O2’s CEO has hit back at Ofcom’s criticism of the proposed deal for Hutchison Whampoa to acquire the business from Telefonica.
Speaking to Mobile at a media dinner during the Mobile World Congress event in Barcelona, Ronan Dunne (pictured) responded to the public criticism of the deal from the UK watchdog. Interestingly, Dunne’s criticism of the regulator echoed that of opponent of the deal, the Federation of Communication Services, which also believes that Ofcom is judging the market on an old set of definitions.

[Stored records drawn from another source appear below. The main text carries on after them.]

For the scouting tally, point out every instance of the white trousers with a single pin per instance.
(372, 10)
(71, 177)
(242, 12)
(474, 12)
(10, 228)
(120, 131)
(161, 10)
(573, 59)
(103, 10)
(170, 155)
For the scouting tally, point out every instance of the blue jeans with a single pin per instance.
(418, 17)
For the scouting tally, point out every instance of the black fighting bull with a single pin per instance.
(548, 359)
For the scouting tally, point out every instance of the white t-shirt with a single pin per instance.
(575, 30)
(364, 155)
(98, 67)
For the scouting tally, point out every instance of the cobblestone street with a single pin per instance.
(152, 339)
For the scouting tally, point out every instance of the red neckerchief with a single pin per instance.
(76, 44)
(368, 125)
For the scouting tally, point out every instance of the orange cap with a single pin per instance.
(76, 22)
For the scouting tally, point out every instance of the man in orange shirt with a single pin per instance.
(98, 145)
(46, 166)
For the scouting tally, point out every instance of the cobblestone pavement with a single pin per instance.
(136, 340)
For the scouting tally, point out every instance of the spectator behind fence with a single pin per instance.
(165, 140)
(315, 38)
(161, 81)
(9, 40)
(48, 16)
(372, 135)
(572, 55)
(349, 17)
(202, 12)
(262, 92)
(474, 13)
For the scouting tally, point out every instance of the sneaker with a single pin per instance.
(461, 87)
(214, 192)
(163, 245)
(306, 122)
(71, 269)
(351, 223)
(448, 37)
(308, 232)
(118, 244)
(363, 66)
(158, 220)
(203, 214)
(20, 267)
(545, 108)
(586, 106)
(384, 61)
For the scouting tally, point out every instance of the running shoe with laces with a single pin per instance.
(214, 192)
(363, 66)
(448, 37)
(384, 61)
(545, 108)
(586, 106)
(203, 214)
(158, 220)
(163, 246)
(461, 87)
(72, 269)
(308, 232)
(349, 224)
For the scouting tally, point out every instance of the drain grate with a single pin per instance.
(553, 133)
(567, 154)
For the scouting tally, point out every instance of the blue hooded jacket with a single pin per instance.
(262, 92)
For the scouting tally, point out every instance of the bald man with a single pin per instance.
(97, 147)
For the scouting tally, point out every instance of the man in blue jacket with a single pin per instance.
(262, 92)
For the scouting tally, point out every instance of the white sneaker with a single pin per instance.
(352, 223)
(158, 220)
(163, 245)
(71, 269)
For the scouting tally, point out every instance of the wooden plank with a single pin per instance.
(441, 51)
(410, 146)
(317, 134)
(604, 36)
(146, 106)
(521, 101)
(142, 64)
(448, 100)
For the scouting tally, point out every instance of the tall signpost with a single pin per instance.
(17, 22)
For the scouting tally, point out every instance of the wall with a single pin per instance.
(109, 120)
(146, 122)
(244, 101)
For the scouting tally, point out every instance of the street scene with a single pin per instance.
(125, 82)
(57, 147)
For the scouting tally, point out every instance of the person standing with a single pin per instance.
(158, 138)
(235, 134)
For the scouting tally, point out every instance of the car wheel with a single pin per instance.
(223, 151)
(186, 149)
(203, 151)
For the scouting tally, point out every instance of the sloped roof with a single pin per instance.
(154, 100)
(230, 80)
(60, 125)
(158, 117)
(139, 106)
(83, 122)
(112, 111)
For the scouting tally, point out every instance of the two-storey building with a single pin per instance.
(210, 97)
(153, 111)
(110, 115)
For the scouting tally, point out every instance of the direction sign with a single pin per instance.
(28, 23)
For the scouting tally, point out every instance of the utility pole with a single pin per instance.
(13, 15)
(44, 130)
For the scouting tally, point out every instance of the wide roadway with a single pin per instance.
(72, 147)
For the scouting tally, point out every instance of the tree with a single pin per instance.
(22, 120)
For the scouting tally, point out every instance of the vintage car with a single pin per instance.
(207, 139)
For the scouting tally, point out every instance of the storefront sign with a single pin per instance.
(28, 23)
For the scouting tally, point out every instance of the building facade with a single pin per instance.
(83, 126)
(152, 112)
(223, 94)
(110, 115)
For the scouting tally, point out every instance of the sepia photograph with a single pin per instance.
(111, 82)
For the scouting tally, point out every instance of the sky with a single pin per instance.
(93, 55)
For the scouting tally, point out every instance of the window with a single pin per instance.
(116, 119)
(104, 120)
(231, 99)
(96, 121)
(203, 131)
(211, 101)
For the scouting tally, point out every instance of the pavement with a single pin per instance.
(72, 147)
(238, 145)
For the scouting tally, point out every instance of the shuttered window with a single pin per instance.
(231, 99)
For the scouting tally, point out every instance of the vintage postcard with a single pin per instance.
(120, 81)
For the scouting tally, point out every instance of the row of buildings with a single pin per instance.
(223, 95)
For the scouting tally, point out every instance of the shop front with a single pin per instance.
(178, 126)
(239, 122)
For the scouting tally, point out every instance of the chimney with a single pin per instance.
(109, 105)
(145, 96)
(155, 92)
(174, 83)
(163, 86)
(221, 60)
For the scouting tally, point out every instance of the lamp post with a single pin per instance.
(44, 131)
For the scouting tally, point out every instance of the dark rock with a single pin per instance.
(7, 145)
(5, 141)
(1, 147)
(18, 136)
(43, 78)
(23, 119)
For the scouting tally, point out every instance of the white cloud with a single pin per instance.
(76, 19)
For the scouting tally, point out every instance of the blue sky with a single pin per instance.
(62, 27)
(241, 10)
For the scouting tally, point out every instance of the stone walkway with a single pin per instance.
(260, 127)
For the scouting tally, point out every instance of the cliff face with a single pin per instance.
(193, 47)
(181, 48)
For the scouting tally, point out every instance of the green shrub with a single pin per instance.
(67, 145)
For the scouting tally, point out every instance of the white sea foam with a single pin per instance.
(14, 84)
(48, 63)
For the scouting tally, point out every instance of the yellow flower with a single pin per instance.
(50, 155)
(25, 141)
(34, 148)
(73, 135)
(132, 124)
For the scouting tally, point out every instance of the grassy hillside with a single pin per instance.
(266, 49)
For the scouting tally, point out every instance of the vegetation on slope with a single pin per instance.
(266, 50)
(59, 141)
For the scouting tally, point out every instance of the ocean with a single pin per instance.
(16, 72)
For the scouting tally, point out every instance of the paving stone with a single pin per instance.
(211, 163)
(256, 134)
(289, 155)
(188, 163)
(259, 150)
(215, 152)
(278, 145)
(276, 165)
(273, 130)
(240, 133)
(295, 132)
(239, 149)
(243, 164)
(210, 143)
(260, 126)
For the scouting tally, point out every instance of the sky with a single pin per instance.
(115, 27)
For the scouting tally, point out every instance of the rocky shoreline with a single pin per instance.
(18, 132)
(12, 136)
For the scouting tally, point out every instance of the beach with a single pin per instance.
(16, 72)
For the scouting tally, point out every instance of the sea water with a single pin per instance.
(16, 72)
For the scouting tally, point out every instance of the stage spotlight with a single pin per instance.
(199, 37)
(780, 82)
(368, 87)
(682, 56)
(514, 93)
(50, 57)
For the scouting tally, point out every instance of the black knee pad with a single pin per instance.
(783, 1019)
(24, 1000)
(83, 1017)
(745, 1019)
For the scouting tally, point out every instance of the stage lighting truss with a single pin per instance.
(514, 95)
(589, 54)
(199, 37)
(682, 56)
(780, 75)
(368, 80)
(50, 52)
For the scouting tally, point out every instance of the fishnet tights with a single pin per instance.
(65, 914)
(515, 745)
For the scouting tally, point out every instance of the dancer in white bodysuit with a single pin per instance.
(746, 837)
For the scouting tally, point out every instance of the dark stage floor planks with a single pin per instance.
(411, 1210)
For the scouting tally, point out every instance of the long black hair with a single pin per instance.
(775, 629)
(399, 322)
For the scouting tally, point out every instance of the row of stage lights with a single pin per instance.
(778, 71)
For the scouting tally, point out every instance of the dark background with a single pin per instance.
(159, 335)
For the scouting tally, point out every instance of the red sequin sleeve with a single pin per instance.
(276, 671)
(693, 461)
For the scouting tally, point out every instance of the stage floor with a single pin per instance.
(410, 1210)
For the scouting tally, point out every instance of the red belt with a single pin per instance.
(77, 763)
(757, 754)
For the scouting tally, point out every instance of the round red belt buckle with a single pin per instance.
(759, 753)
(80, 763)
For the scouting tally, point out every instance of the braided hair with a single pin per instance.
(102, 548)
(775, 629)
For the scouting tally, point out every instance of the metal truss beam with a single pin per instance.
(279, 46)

‘At the end of the day Ofcom aren’t the ones that are making the decision,’ said Dunne. ‘I don’t believe there is any restriction in the regulator having a view. Every single one of my competitors has expressed a strong view about the transaction – some thinking it’s a superb idea and some thinking that it’s less than a superb idea – so I don’t have any issue with people expressing a view.
‘All I’m saying is that it’s perfectly plausible that there is a different market scenario – one where there is a compelling argument that for competition to remain strong in the UK there needs to be a strong mobile first operator to be a counter balance for a converged offering.’
Dunne explained that in his opinion there was a failure to recognise that consolidation was already transforming the playing field for mobile operators: ‘In the market place in the UK you’ve seen a substantial move towards convergence. Vodafone has acquired Cable & Wireless, Sky has announced its entry into the mobile sector, and BT has bought EE. So the question the regulator has to ask itself is: how do you have a sustainable operating model that delivers choice in the UK?
‘In that context, Hutchison has said we don’t have a sustainable business, with everyone else
scaling up around us – we’re too small. We don’t have enough time to grow organically, so we believe that by acquiring we can create a mobile customer champion in the UK. In that context ,Telefonica has said “we’re a willing seller”; in these circumstances we don’t believe we can make a big enough investment to see a return. But Telefonica is not the one that is making the case to the regulator.
‘I think Ofcom has had no regard to the counterfactual – it assumed that the status quo was OK. But the status quo is the one thing that will not prevail – even as we’ve been talking we’ve seen these material changes that have shaken the market. Since the talks began we’ve seen the BT/EE deal and the entry into the mobile market by Sky, so the counterfactual is that things are changing.’